'The Great Stone Face'
Dr. John Plotz speaks about Buster Keaton as part of Juxtaposition Lecture Series
After several technological blunders almost kept Dr. John Plotz from the podium, he stepped up to head a Clemens classroom Friday, ready to delve into his work on silent films.
Students’ pencils began to scrape along their notebooks, fingers tapped on MacBook keys and eyes were focused on Plotz’s presentation.
Plotz, an English professor and published author from Brandeis University, gave a lecture exploring the characterization of partial absorption within film experiences focusing on performer Buster Keaton’s art.
Keaton was an American actor, writer, comedian and former vaudevillian who reached the peak of his career during the silent film era of the 1920s. The actor is best known for his physical comedy, featuring a detached facial expression, which became commonly known as “The Great Stone Face” – an attribute Plotz discussed in detail.
Plotz’s analysis was about the aesthetics of Keaton’s acting as he managed to travel in and out of his own world in films. Film clips complemented the lecture and demonstrated Keaton’s work.
The first clip was from the 1925 film, Seven Chances. Keaton’s shy character fantasizes about and rehearses a marriage proposal. The audience can see Keaton practicing the proposal, without the actor realizing his love was behind him the entire scene. To Keaton’s surprise, the girl says yes causing him to sync back into the reality of the situation.
The professor said this particular scene speaks directly to the film’s audience and our understanding of the world around us. Plotz focused on Keaton’s ability to exploit and be semi-detached to every possibility in his surroundings with his face’s blankness also engaging the audience.
“This lecture is a real departure for me, it’s the first time I’ve talked about films ever. I usually discuss novels and a little bit about paintings,” Plotz said. “I was a bookworm as a kid and lost myself in books and films. I feel like I lived most of my teenage years in books.”
Plotz suggested Keaton is a master of exploring the art of one’s skill to be lost in his or her thoughts. Plotz highlighted Keaton’s signature “stone face” as his method of interpreting circumstances found within films. The professor described Keaton as a hexagon trying to fit unsuccessfully into a circle where the audience can properly assess his failures, as he manages to recover in the end.
Plotz discussed his theory used to define Keaton’s relative adjustment to the changing world. The professor introduced this term as a cycloid, construing it as the mathematical format of Keaton’s comprehension to be in and out of touch with reality.
“I thought it was an interesting lecture and he had a lot of early, great insights about how film functions,” said Paul Beattie, an English graduate student. “That has a lot promise by looking [at] how other types of narratives, books and other media work as well.”
The final clip shown was from the 1924 film Sherlock Junior. Keaton was also trying to propose to a girl in the film, but he wasn’t sure how. The actor began to watch a film along with the audience, where a man was proposing and followed his lead step by step.
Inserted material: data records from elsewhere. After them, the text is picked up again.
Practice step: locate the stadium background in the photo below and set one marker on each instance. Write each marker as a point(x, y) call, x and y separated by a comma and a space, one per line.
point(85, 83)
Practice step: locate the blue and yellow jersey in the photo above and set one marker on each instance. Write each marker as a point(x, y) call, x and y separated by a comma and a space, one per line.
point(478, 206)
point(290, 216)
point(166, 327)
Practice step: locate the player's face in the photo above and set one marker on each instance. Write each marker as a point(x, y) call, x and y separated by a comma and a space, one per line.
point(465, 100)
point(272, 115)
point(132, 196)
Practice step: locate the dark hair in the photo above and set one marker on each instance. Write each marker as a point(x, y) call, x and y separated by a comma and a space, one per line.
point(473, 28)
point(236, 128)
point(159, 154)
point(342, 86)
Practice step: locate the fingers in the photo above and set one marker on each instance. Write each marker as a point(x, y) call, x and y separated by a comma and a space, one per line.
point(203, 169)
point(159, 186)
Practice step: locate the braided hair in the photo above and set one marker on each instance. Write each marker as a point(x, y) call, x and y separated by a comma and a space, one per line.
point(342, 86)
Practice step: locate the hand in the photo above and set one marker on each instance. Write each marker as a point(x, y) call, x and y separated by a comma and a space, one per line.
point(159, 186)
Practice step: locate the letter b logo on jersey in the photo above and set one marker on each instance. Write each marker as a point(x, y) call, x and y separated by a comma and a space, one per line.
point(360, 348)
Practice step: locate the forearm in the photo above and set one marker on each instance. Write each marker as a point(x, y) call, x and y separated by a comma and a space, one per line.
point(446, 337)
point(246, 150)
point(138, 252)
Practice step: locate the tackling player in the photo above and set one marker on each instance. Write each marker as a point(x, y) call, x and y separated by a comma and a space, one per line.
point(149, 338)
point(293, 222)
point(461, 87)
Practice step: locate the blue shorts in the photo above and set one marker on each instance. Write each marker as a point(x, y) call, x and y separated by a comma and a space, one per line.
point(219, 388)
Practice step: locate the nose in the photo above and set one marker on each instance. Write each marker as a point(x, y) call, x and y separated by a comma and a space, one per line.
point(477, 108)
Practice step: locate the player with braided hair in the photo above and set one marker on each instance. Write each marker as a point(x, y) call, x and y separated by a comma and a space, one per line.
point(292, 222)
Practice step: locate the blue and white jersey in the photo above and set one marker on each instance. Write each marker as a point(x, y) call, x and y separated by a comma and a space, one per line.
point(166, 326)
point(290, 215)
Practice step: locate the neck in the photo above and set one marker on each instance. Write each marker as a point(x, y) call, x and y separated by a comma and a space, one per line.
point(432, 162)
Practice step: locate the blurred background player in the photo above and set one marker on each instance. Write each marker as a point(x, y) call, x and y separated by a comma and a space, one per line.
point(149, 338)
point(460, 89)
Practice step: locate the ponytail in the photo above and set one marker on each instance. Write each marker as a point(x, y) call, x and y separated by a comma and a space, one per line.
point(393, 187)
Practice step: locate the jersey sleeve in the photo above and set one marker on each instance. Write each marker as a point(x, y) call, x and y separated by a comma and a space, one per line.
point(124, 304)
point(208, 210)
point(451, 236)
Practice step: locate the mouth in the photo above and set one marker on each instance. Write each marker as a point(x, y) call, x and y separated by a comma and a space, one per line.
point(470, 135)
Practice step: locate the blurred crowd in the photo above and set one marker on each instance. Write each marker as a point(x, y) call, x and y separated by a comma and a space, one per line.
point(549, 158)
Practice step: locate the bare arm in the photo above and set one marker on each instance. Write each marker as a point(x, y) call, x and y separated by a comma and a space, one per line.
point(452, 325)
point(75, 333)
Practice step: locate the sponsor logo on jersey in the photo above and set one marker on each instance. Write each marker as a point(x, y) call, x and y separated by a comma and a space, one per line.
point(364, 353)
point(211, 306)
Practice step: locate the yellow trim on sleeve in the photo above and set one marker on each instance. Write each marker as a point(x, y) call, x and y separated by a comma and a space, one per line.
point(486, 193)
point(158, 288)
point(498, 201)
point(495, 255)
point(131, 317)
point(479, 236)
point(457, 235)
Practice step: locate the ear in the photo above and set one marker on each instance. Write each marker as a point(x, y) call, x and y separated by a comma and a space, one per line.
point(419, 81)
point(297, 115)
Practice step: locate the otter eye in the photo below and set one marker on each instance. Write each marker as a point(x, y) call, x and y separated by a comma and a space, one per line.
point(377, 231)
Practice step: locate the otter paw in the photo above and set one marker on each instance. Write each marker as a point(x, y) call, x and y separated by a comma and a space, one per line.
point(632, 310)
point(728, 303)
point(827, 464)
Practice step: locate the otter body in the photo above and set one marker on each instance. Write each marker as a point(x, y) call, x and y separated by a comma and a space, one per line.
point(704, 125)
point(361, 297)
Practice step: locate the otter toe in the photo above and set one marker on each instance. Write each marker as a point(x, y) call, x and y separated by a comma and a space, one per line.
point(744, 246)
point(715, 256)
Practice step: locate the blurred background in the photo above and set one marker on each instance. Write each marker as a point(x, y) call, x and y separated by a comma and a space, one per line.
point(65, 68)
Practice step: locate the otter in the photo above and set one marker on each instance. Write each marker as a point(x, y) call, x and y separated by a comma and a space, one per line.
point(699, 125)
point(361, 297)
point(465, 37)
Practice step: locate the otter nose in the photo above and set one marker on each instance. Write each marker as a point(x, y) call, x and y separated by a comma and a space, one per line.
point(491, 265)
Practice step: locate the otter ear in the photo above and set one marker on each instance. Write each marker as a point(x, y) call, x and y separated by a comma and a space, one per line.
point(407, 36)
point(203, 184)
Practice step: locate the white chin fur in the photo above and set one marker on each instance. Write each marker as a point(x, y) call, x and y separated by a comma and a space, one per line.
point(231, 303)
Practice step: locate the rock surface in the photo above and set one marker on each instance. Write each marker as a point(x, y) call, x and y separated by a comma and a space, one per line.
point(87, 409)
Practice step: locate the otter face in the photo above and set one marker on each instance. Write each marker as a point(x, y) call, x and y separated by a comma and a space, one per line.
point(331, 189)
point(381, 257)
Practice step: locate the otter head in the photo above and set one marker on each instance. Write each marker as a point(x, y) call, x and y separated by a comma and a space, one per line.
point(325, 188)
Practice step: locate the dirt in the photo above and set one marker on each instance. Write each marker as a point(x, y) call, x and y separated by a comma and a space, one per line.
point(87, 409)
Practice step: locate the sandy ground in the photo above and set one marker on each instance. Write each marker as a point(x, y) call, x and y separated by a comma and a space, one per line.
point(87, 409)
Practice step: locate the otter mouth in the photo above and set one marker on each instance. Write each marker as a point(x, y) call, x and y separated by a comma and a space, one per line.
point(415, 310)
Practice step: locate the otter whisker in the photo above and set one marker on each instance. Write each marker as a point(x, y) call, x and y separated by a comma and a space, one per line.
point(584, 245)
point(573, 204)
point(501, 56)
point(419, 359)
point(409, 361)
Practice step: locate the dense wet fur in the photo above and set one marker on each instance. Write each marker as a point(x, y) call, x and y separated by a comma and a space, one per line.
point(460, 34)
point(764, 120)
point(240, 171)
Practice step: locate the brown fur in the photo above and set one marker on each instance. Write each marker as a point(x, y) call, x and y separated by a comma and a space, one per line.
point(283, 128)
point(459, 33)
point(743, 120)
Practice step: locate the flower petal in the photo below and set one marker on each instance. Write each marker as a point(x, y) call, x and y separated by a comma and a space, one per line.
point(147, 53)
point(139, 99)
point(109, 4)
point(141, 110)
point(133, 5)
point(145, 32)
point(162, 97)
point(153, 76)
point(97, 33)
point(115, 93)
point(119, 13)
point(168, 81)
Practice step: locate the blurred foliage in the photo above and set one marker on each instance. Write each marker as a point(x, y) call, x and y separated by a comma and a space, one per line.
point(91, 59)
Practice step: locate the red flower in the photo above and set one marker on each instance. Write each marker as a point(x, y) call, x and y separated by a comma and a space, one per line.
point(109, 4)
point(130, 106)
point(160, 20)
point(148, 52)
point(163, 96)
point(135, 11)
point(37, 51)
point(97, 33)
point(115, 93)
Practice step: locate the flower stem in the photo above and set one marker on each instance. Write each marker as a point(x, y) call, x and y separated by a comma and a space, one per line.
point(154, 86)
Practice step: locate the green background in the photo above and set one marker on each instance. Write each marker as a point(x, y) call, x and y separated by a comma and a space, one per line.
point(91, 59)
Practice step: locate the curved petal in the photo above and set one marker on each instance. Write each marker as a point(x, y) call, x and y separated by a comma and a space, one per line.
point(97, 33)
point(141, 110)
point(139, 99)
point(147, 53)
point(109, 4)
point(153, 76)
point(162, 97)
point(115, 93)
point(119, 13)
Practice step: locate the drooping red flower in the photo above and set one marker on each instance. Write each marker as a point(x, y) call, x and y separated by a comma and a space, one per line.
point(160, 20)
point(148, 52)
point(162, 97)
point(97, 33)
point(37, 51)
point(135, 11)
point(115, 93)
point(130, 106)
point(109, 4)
The camera cut between Keaton’s “stone face” while watching the film, then back to him proposing to his girlfriend. When the film that cued Keaton’s steps ended, he was unsure what to do next. Plotz said the scene signifies our ability to be partially immersed into what’s offered and apart from us.
In the final part of his lecture, Plotz theorizes that Keaton explores real presence and also disembodied abstraction regardless of if it’s in life or film. The professor discussed the audience’s understanding of what it means to be captured in a dream space of film and have the capability to separate from it and bounce back.
As his lecture ended, Plotz stayed for half an hour to answer questions and critiques on his ideas.
“He did a really good job, especially answering the several rigorous questions,” said Luke Heister, an English graduate student. “There’s some references in World War I poetry with soldiers being disoriented to the world and the lecture made me think of it because of the closeness in time.”
Plotz, who specializes in novels, Victorian literature, politics and aesthetics, had a children’s novel, “Time and the Tapestry: A Williams Morris Adventure” published in July. His next creative project is writing “The Recalcitrants,” a novel about the immensely forgotten and cantankerous writers trapped in “the American century.”
Plotz’s lecture showed those in attendance that actors, like Keaton, can become just as separated from reality in making a movie as the audience does watching it, forcing them to bounce back.
“The Great Stone Face” becomes the perfect expression for suspension of disbelief.